Email. Lower friction for longer reflections. Easier to reference later. Less immediate. Some clients respond better to email because it feels more deliberate than a text.
Dedicated coaching platforms. Some platforms include built-in messaging, which keeps all coaching communication in one place: session notes, homework, check-ins, and messages. This makes it easier to review context before a session and reduces the chance of losing important details across multiple apps.
Shared documents. Google Docs or Notion for ongoing reflection journals. The client writes, the coach reads and sometimes comments. This works well for clients who like to write and who want a record of their progress.
When you set up your client onboarding system, make the between-session tool explicit. Tell the client what you will use, why, and how to use it well. A brief orientation reduces friction and increases the chances the tool actually gets used.
The Coach's Between-Session Practice
This part gets less attention, but it matters. Between-session accountability is not only about the client.
Before each session, reviewing your notes from the last session is the minimum. Knowing what the client committed to, what they were working through, and what patterns have appeared gives you a starting point that is specific to this person, not a generic opening question.
Some coaches maintain a brief running log for each client, a few lines after each session capturing the key themes, what shifted, and what to track next. This is not a transcript. It is a pattern tracker. Over months, it becomes an unusually useful document.
Your own preparation also signals something to the client. When you remember specifics, when you notice a pattern from three sessions ago, when you reference something they mentioned in passing: the client feels seen. That feeling is not incidental to the coaching. It is part of what makes the work feel different from a conversation with a knowledgeable friend.
Good preparation makes running better sessions easier because you are not starting from scratch each time. You are continuing a thread.
Building the System
Between-session accountability is not a feature you add to your coaching. It is a design decision. The structure either exists or it doesn't.

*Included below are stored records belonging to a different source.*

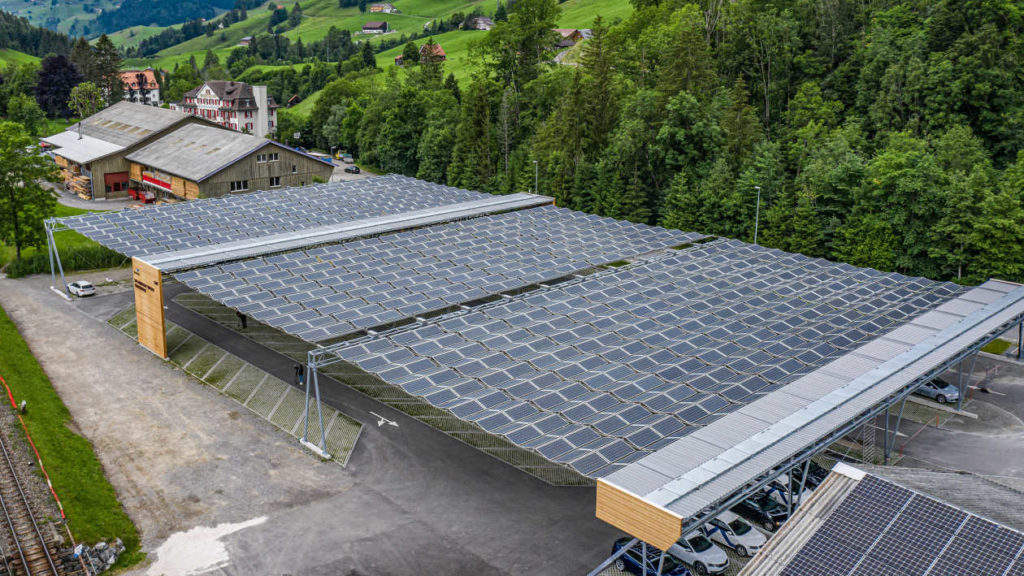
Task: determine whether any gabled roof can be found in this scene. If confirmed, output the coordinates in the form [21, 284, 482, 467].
[125, 124, 325, 182]
[121, 68, 160, 90]
[60, 101, 189, 148]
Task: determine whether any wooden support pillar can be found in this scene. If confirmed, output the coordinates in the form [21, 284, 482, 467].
[131, 258, 167, 360]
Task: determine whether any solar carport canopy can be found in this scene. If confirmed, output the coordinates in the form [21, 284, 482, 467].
[338, 241, 964, 478]
[60, 175, 494, 257]
[175, 206, 705, 341]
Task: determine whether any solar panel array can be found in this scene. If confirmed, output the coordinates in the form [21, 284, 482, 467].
[60, 174, 489, 257]
[176, 206, 703, 341]
[781, 476, 1024, 576]
[331, 241, 963, 478]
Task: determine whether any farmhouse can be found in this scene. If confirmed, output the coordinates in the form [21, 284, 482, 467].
[362, 20, 388, 34]
[121, 68, 160, 106]
[370, 2, 401, 14]
[42, 101, 214, 200]
[126, 125, 334, 200]
[171, 80, 278, 136]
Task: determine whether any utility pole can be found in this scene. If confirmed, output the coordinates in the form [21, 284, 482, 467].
[754, 186, 761, 244]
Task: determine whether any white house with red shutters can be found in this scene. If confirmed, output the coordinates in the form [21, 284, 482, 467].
[171, 80, 278, 137]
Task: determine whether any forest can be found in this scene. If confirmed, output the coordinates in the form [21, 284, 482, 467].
[299, 0, 1024, 283]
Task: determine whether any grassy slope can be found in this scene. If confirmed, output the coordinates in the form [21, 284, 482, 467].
[0, 204, 98, 265]
[3, 0, 120, 32]
[104, 26, 167, 48]
[0, 48, 40, 66]
[0, 308, 142, 566]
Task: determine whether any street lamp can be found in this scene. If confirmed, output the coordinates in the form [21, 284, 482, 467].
[754, 186, 761, 244]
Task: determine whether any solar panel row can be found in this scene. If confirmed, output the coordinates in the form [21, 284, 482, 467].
[60, 175, 488, 256]
[781, 476, 1024, 576]
[176, 206, 703, 341]
[331, 241, 963, 478]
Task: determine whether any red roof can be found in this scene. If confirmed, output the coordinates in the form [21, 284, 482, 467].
[420, 43, 447, 58]
[121, 68, 160, 90]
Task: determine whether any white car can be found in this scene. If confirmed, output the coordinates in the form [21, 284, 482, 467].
[68, 280, 96, 297]
[701, 510, 768, 557]
[668, 532, 729, 576]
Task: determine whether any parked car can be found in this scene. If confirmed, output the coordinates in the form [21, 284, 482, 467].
[913, 380, 959, 404]
[669, 532, 729, 576]
[68, 280, 96, 297]
[790, 460, 829, 490]
[732, 492, 790, 532]
[701, 510, 768, 557]
[611, 538, 692, 576]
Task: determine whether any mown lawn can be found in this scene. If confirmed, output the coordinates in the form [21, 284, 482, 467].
[0, 204, 107, 266]
[0, 308, 144, 567]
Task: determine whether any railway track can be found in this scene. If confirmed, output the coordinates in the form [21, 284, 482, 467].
[0, 426, 62, 576]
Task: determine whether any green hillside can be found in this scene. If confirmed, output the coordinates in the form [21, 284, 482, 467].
[0, 0, 120, 34]
[0, 48, 39, 66]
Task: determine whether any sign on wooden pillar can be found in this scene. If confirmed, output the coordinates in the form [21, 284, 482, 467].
[131, 258, 167, 359]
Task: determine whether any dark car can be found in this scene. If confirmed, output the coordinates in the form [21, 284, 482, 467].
[732, 492, 788, 532]
[611, 538, 692, 576]
[790, 460, 828, 490]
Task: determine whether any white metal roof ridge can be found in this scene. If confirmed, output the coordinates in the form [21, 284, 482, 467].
[140, 188, 552, 273]
[608, 280, 1024, 508]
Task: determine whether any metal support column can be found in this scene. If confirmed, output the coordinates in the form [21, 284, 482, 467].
[299, 353, 331, 458]
[882, 406, 890, 466]
[785, 458, 811, 510]
[956, 353, 978, 412]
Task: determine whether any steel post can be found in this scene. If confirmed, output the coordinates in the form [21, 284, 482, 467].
[307, 372, 327, 454]
[587, 538, 640, 576]
[300, 358, 316, 442]
[640, 540, 647, 576]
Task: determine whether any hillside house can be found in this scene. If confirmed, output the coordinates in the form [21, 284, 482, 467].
[362, 20, 388, 34]
[171, 80, 278, 137]
[555, 28, 584, 48]
[126, 125, 334, 200]
[42, 101, 216, 200]
[121, 68, 160, 106]
[460, 16, 495, 30]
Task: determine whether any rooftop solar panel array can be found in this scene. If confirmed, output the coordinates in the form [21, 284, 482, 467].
[176, 206, 703, 341]
[60, 175, 489, 257]
[331, 241, 963, 478]
[781, 475, 1024, 576]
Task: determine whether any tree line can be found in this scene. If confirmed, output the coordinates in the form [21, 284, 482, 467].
[304, 0, 1024, 283]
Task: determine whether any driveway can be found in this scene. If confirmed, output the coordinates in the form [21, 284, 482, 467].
[0, 272, 617, 576]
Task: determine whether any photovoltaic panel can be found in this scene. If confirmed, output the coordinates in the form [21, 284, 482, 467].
[331, 241, 964, 478]
[780, 475, 1024, 576]
[60, 174, 489, 257]
[176, 206, 703, 340]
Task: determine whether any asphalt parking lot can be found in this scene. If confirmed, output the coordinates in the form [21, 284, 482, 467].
[0, 271, 618, 576]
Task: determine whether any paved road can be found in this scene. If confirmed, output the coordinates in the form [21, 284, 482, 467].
[0, 277, 617, 576]
[902, 358, 1024, 479]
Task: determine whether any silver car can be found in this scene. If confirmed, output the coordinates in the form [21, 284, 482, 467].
[68, 280, 96, 298]
[913, 380, 959, 404]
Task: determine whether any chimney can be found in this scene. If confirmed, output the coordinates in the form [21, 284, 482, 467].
[253, 86, 269, 138]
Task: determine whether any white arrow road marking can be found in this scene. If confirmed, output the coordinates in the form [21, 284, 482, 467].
[371, 412, 398, 427]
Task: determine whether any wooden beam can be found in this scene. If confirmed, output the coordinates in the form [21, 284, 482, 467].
[597, 479, 683, 550]
[131, 258, 167, 360]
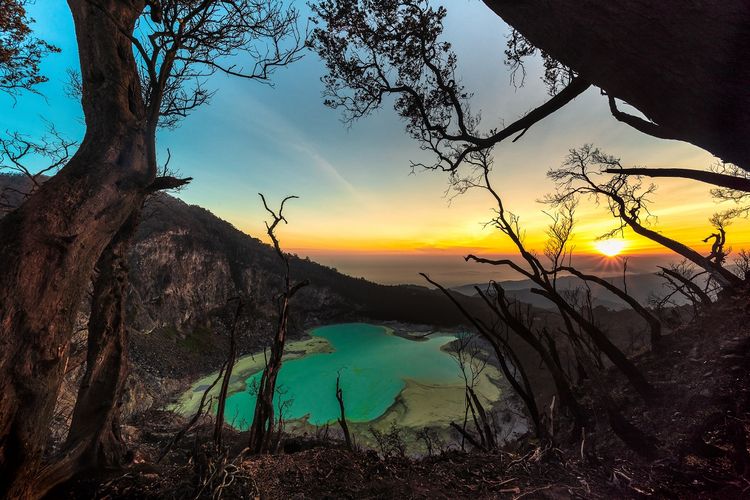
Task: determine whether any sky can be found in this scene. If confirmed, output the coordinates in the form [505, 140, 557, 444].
[0, 0, 750, 284]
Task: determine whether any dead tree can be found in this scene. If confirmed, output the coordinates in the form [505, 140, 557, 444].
[420, 273, 547, 439]
[548, 144, 741, 288]
[336, 372, 354, 451]
[0, 125, 76, 213]
[0, 0, 302, 496]
[248, 194, 308, 454]
[214, 297, 243, 449]
[451, 334, 496, 450]
[557, 266, 661, 348]
[0, 0, 60, 98]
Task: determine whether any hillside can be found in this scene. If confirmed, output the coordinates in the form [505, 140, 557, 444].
[453, 273, 688, 311]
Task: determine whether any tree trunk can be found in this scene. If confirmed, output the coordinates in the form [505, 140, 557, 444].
[559, 267, 661, 349]
[484, 0, 750, 170]
[0, 0, 149, 497]
[214, 299, 242, 448]
[531, 289, 657, 403]
[35, 210, 141, 496]
[336, 373, 354, 451]
[248, 294, 289, 454]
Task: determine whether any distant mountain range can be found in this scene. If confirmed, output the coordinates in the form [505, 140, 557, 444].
[453, 274, 686, 311]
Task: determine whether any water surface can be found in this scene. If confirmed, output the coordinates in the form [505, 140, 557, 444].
[225, 323, 472, 429]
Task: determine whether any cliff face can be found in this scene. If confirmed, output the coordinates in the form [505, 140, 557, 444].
[0, 174, 472, 378]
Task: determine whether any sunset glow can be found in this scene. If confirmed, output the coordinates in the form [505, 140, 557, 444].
[594, 238, 625, 257]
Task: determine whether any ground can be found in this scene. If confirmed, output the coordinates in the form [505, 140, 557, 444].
[56, 297, 750, 499]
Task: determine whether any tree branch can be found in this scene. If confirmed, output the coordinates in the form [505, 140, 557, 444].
[604, 167, 750, 192]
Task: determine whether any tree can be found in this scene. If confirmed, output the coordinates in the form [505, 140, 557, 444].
[0, 0, 301, 496]
[484, 0, 750, 182]
[248, 194, 308, 454]
[0, 0, 60, 98]
[548, 145, 742, 287]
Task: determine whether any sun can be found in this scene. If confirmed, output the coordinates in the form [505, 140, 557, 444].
[594, 239, 625, 257]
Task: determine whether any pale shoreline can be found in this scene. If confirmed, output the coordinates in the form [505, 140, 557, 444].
[172, 324, 524, 444]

The coaches who see the best client results tend to have a clear between-session system: check-ins on a predictable schedule, a reflection practice that clients actually use, homework that is specific and chosen rather than assigned, and boundaries that were discussed at the start rather than discovered under stress.
You do not need all four tools. Start with one. Check-ins or reflection prompts are usually the highest-leverage starting point. Build them into your standard offering, communicate them at onboarding, and adjust based on what clients tell you.
What happens between sessions is not background noise. It is most of the engagement. Treating it that way changes what your clients are able to do.